Second, however brutally cold-blooded bin Laden’s tactics were, the principle of due process has been integral to Western claims to political integrity for more than two hundred years. Summary execution of an accused — even a publicly-acknowledged — criminal does nothing to support the claims that liberal democracy offers a fundamentally different, fundamentally superior way of national government. Jubilant mobs and jingoistic chants don’t burnish the public stature of any nations, either.
Third, there have always been terrorists and criminals; bin Laden and al-Qaeda are not sui generis phenomena, but examples of a recurrent response to particular sorts of economic and political conditions. Assassinating bin Laden doesn’t change those conditions; it attacks the symptoms, not the sickness.
Fourth, even the most firmly convinced just-war Christian has no business expressing anything other than penitent relief at this turn of events.
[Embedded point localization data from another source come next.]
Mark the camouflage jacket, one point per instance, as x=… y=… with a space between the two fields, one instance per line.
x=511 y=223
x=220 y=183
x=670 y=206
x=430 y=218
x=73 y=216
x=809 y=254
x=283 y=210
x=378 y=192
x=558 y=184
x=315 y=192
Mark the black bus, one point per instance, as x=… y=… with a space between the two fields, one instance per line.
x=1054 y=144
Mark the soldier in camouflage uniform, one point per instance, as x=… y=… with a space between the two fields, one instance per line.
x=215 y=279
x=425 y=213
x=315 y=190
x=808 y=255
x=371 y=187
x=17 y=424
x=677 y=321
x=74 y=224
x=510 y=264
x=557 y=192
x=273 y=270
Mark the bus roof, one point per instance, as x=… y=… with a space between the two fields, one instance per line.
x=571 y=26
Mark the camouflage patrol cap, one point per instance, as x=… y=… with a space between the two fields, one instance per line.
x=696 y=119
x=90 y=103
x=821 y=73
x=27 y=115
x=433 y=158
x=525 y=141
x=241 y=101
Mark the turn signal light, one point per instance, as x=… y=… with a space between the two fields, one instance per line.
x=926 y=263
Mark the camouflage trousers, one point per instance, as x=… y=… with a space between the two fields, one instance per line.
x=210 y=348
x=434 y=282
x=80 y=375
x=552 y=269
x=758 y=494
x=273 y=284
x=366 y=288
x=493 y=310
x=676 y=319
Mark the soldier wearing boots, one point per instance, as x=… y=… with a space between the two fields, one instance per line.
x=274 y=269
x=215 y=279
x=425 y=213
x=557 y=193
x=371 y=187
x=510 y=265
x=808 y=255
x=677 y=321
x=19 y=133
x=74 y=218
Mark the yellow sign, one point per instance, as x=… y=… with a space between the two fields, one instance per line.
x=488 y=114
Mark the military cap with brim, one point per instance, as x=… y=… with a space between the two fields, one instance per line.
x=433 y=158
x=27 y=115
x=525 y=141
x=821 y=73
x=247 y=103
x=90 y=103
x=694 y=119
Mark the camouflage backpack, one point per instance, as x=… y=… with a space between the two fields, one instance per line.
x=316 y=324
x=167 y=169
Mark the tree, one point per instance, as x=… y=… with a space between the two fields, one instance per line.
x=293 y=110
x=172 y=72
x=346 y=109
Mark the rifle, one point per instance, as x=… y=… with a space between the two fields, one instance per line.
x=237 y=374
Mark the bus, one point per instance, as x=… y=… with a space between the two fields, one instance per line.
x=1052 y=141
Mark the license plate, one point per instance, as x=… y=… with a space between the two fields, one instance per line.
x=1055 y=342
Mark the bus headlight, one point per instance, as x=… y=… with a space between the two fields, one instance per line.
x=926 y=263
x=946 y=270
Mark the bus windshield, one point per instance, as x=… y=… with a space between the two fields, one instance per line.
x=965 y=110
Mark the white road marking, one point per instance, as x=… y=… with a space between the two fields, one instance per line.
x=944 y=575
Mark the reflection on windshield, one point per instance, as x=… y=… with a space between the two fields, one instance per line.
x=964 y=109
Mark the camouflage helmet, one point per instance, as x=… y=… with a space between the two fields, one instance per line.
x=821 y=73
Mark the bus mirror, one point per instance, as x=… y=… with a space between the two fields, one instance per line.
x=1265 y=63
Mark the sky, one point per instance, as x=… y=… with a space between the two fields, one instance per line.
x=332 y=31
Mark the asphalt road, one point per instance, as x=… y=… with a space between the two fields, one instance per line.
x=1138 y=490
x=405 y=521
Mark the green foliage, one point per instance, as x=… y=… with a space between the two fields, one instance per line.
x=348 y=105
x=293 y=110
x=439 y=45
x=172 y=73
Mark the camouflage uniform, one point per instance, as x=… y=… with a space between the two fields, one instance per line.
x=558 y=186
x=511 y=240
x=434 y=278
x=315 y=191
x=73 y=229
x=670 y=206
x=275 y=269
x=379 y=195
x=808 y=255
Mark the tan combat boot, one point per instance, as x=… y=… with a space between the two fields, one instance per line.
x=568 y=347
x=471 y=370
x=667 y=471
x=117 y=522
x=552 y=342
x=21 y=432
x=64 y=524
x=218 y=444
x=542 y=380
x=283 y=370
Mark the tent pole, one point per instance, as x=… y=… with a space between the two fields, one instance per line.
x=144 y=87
The litany of biblical texts and theological principles that speak against revenge, warfare, and unilateralism should not need repeating, but the atmosphere of exceptionalism and self-justification that suffuses the aftermath of the NYC terror attacks probably requires that belligerent avengers revisit some pertinent texts.
“You have heard that it was said, ‘An eye for an eye and a tooth for a tooth’. But I say to you, Do not resist an evildoer. But if anyone strikes you on the right cheek, turn the other also… I say to you, love your enemies” — Matthew 5:38-39, 44
“Do not rejoice when your enemies fall, and do not let your heart be glad when they stumble” — Proverbs 24:17
“As I live, says the Lord God, I have no pleasure in the death of the wicked, but that the wicked turn from their ways and live” — Ezekiel 33:11
“For if you forgive others their trespasses, your heavenly Father will also forgive you; but if you do not forgive others, neither will your Father forgive your trespasses” — Matthew 6:14-15
“Beloved, never avenge yourselves, but leave room for the wrath of God; for it is written, ‘Vengeance is mine, I will repay, says the Lord’.” — Romans 12:19, alluding to Deuteronomy 32:35, 41 — “Vengeance is mine, and recompense, for the time when their foot shall slip”, “I will take vengeance on my adversaries, and will repay those who hate me.”
I have no sympathy for terrorists and mass murderers. But their horrible crimes do not override obligations to observe international law, and still less do they release Christians from their commitments to follow in a way of patience, forgiveness, peaceableness, and non-violence — on 9/11, 7/7, or today.